A good Security Operations Centre (SOC) could have issued an early warning to anyone of those incidents. It could have all been cleaned up and the end user could have had some training to try and prevent such incidents from happening again. But that’s not what happened.

3. Jackpot for hackers

The attackers were lucky: protection of the local admin account on the endpoint they had access to was, to be polite, very weak. Worrying on its own, this gets terrifying when you factor in that the local admin password was the same on every endpoint of the network, including servers and hypervisors.

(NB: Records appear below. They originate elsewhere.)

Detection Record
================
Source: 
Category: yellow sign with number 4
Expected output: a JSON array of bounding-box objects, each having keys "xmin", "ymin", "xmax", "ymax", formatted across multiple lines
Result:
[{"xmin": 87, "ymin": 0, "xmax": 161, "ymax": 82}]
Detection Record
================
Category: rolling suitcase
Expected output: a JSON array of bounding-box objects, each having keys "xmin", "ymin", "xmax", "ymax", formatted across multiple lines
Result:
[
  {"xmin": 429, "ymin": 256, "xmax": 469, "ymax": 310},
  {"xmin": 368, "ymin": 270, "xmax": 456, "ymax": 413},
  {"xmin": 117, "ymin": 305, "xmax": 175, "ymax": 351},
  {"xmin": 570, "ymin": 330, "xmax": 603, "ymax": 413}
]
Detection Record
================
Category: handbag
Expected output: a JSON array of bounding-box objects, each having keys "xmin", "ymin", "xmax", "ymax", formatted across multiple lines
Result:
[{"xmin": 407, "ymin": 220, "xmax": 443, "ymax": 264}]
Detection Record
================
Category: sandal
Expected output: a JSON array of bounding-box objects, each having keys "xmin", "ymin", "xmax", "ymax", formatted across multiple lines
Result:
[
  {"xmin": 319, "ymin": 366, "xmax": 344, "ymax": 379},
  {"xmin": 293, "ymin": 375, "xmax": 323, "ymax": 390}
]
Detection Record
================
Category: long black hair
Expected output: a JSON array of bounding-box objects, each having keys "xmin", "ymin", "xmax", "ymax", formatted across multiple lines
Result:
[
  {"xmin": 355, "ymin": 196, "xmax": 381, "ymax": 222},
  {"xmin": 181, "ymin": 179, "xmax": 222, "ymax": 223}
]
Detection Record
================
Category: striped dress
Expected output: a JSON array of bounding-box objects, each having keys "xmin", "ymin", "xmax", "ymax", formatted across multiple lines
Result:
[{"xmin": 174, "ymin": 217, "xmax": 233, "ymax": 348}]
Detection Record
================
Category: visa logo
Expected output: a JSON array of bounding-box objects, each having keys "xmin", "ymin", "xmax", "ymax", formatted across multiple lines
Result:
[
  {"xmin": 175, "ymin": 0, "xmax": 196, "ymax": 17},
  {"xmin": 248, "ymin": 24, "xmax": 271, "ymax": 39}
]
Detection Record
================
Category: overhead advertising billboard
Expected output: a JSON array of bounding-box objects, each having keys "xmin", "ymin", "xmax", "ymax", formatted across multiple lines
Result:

This gave the attackers total access to the entire network, with no one watching what they were doing.

4. Lateral movement & destruction

So off the attackers went: deleting backups, disabling AV, creating domain admin accounts, using Blood Hound to map out the entire network, and opening up firewalls to outside Remote Desktop (RDP) connections. 

5. Deploying ransomware

The attack reached a devastating crescendo when the ever-popular Ryuk ransomware was placed in a hidden share folder on the client’s domain controller. Accompanied by a list of over 4,000 Microsoft Windows endpoints in a simple “.txt” file, a lone “.bat” file, and a copy of the legitimate Windows “PsExec” binary. With one click the bat file unleashed Ryuk on the network encrypting every usable file and grinding the business to a total standstill.

6. Recovery

In total, the Orange Cyberdefense CSIRT worked for four weeks to get the network back up and running. Against all advice from Orange Cyberdefense, the client paid half a million Euros to the attackers to get decryption keys. On top of that, they had to pay a law firm hundreds of thousands in fees to handle the payment (begs the question of who the real criminals are in this), and well over half a million more in network upgrades and policy changes to get the damaged network to a clean and trustable state.

Network breach 3

Lessons learned

So what should you take away from this tale of horror? The majority of weaknesses in the network could have been easily changed: network segmentation is probably the most basic of security measures, as well as strong password policies and user rights restrictions. These measures have some impact on how IT staff work, but don’t cost a lot to implement.

Admittedly, retrofitting a SOC is a big project, but that’s why you ensure that your network implements best practices, to begin with. The scariest part of this story: we have left a lot of the details out for privacy purposes. In real life, it was much worse.